Use the following interactive widget to play with the SNR and the B parameters and try to get a feel for their effect on the  signal generated by the function:

In [None]:
def display(SNR=15, B=0.02):
    x, x_hat = sig_gen(1000, SNR, B, display.prev[1] if B == display.prev[0] else None)
    display.prev = [B, x]
    plt.plot(x, 'C0', lw=2, label='clean');
    plt.plot(x_hat, 'C3', lw=1, label='noisy');
    plt.ylim(-1.2,1.2);
    plt.legend(loc="upper right");

display.prev = [0, None]
    
interact(display, SNR=(0.0, 50.0), B=(0.01, 0.09, 0.01));

### Exercise: checking the SNR

Given a noise-corrupted signal $\hat{x}[n] = x[n] + \eta[n]$, the signal-to-noise ratio is expressed in dB and is computed as 

$$
    \text{SNR}_{\hat{x}} = 10 \log_{10}\left(\frac{E_x}{E_\eta}\right)
$$

where $E_x$ is the energy of the clean signal and $E_\eta$ is the energy of the noise. 

Generate a noisy signal and verify numerically that the SNR of the sequence returned by `sig_gen()` is indeed close to the SNR passed as an argument to the function.

In [None]:
N, SNR = 1000, 30
x, x_hat = sig_gen(N, SNR)
E_x = ...
E_eta = ...
SNR_exp = ...

In [None]:
# SOLUTION

x, x_hat = sig_gen(N, SNR)
E_x = np.sum(x ** 2)
E_eta = np.sum((x_hat - x) ** 2)
SNR_exp = 10 * np.log10(E_x / E_eta)
print(SNR_exp)

### Denoising: time-domain experiments

The following interactive widget allows you to play with the SNR of the noisy signal and with the parameter $\lambda$ of a leaky integrator to see the denoising performance of the filter in the time domain.

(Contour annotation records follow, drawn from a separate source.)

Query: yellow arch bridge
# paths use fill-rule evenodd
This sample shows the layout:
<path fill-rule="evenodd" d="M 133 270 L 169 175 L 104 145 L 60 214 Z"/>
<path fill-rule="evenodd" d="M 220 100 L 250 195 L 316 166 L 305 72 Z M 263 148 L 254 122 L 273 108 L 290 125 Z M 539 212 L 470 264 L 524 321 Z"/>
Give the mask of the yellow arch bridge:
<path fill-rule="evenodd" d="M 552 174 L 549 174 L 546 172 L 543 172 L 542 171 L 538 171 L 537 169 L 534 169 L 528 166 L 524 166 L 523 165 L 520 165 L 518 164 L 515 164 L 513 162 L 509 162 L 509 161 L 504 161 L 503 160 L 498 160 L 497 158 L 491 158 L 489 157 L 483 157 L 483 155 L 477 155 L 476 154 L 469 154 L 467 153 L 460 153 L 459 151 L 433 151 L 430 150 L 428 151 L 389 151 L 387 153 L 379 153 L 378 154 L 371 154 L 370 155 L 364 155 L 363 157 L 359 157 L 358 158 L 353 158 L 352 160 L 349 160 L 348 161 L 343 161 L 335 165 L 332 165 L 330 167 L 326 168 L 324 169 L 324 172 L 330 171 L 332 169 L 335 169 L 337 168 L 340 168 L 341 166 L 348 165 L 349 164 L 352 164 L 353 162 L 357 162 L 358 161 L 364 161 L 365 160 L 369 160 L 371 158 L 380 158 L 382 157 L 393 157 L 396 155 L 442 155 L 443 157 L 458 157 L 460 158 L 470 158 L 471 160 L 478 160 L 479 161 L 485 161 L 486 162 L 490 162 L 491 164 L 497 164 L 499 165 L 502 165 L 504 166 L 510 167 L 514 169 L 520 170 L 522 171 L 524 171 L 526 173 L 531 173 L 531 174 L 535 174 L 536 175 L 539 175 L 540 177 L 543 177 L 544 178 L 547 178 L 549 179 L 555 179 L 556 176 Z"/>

Try to find a value for $\lambda$ that provides a good compromise between removal of the noise and preservation of the original clean signal.

In [None]:
def display(SNR=12, lam=0.5):
    if SNR != display.state[0]:
        display.state = [SNR, *sig_gen(500, SNR, x=display.state[1])]
    x, x_hat = display.state[1], display.state[2] 
    plt.plot(x_hat, 'C3', lw=1, label='noisy');
    plt.plot(x, 'C0', lw=2, label='clean');
    plt.plot(leaky(x_hat, lam), 'C2', lw=2, label='denoised');
    plt.ylim(-1.2,1.2)
    plt.legend(loc="upper right");
display.state = [0, None]
    
interact(display, SNR=(0.0, 50.0), lam=(0.49,0.99,0.02));

### Exercise: denoising in frequency

Plot the magnitude spectra of the clean, noisy, and denoised signals, together with the magnitude response of the leaky integrator using the values for SNR and for $\lambda$ that you chose before using the widget. 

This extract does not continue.